I cannot really provide a minimal reproducible example but below is the code used.

#Origional dataset = CT_variable_Biom

##First splitting into three categories
CT_variable_Biom <- CT_variable_Biom %>%
  mutate(
    level_of_risk = case_when(
      high_risk == 1 ~ "high",
      medium_risk == 1 ~ "medium",
      low_risk == 1 ~ "low",
      TRUE ~ NA_character_  
    )
  )

medium_risk <- subset(CT_variable_Biom, CT_variable_Biom$level_of_risk=="medium")
high_risk <- subset(CT_variable_Biom, CT_variable_Biom$level_of_risk=="high")
low_risk <- subset(CT_variable_Biom, CT_variable_Biom$level_of_risk=="low")

#Split based on level

#This one works as normal
False_Negatives_overall <- subset(CT_variable_Biom , CT_variable_Biom$Biomarker<0.25)
#This one returns $ operator is invalid for atomic vectors
False_Negatives <- subset(medium_risk, medium_risk$Biomarker<0.25)
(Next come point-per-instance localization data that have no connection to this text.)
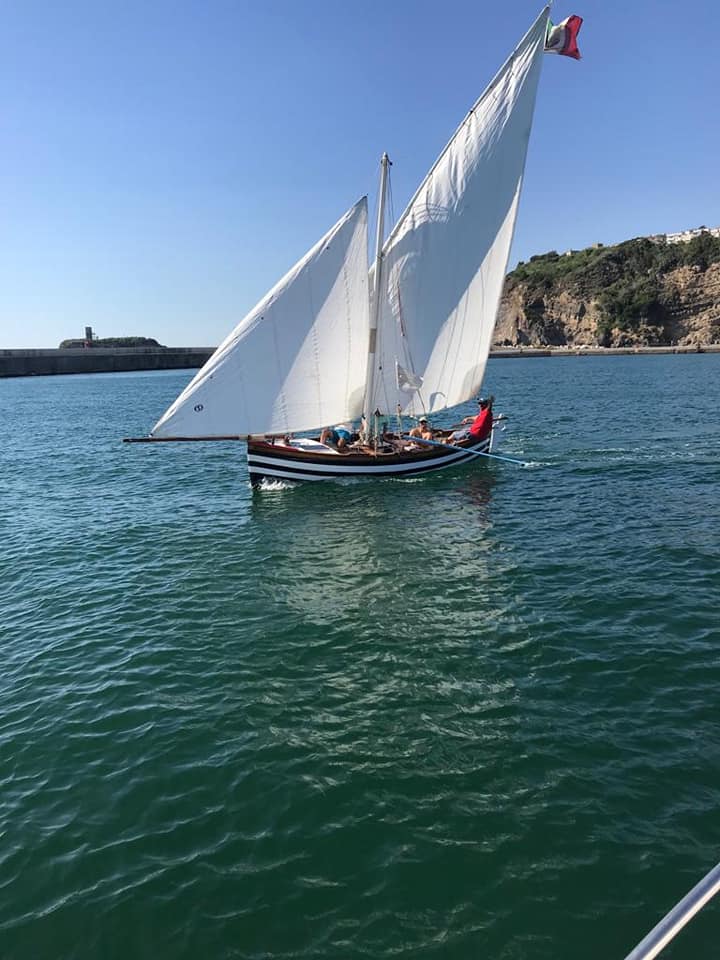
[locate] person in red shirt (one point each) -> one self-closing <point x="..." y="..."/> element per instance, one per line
<point x="480" y="426"/>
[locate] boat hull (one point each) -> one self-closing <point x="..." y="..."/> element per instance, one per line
<point x="275" y="461"/>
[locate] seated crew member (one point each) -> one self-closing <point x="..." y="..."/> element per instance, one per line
<point x="338" y="437"/>
<point x="480" y="426"/>
<point x="422" y="430"/>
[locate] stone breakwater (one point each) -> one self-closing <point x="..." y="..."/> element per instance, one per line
<point x="38" y="363"/>
<point x="32" y="363"/>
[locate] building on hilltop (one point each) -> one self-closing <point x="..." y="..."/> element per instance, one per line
<point x="684" y="236"/>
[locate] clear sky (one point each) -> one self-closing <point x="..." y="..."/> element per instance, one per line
<point x="162" y="164"/>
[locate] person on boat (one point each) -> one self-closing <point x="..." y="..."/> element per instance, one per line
<point x="422" y="430"/>
<point x="479" y="427"/>
<point x="338" y="437"/>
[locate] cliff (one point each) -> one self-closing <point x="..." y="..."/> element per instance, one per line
<point x="638" y="293"/>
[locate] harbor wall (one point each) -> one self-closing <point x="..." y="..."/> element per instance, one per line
<point x="32" y="363"/>
<point x="37" y="363"/>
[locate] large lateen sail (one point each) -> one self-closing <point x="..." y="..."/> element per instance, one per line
<point x="444" y="263"/>
<point x="297" y="361"/>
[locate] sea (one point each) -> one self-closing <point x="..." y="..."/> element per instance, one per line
<point x="469" y="715"/>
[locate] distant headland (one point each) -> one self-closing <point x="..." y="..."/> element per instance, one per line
<point x="659" y="291"/>
<point x="657" y="294"/>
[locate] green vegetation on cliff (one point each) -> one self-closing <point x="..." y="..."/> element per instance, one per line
<point x="626" y="280"/>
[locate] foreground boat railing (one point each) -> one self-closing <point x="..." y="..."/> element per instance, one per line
<point x="673" y="922"/>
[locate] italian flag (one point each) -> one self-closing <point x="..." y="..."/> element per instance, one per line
<point x="562" y="37"/>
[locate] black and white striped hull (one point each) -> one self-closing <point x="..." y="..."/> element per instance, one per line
<point x="280" y="462"/>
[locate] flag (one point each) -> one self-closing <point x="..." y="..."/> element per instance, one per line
<point x="409" y="382"/>
<point x="562" y="37"/>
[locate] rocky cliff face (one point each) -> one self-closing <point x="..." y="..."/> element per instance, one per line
<point x="585" y="305"/>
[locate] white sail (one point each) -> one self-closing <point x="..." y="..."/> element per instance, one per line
<point x="445" y="261"/>
<point x="297" y="361"/>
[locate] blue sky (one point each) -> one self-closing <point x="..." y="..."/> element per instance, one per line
<point x="163" y="164"/>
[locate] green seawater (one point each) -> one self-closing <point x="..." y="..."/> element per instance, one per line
<point x="469" y="715"/>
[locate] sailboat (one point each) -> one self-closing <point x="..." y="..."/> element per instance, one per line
<point x="336" y="341"/>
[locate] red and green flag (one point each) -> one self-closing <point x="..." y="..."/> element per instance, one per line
<point x="562" y="37"/>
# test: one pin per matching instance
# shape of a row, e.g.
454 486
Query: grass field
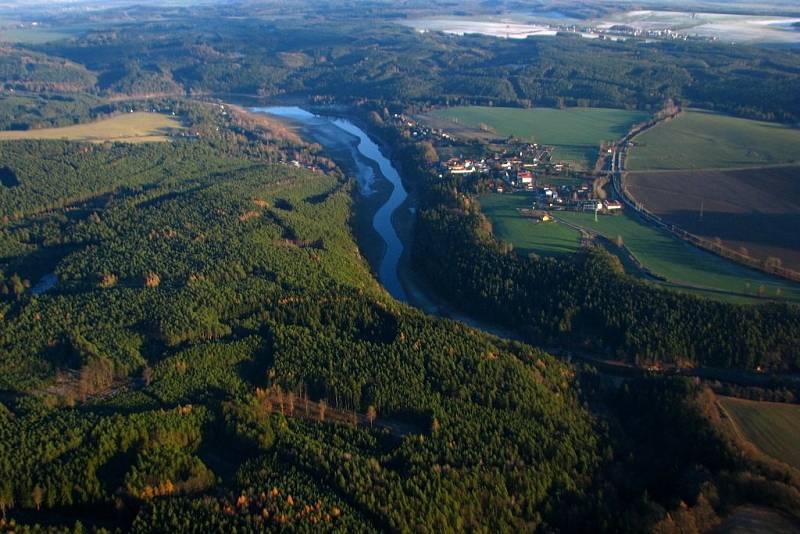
138 127
31 35
757 209
576 133
772 427
682 264
549 239
706 140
I assume that something in my subseting into the three categories is causing this, but I am not sure what

Many thansk.


Solution

  • The problem is that your dataframe has a column named medium_risk. When you evaluate

    False_Negatives <- subset(medium_risk, medium_risk$Biomarker<0.25)
    

    the subset() function needs to evaluate medium_risk$Biomarker. It searches the columns of the dataframe before looking for the global variable medium_risk, and it finds the column. In this case the simplest fix is the one suggested by @clp, i.e. just use

    False_Negatives <- subset(medium_risk, Biomarker<0.25)
    

    In this expression subset() will be looking for Biomarker, and it finds that column.

    This is an example of why the ?subset documentation says "This is a convenience function intended for use interactively. For programming it is better to use the standard subsetting functions like [, and in particular the non-standard evaluation of argument subset can have unanticipated consequences."

    The standard way to do this would be

    False_Negatives <- medium_risk[medium_risk$Biomarker<0.25, ]
    

    and that is unambiguous, because only standard evaluation is used.

    Personally I prefer using subset(), but I try to avoid using any variables that aren't columns of the dataframe. It's not always possible to do that; when things are complicated or when I don't have control of the column names, it's better to follow the advice from the documentation.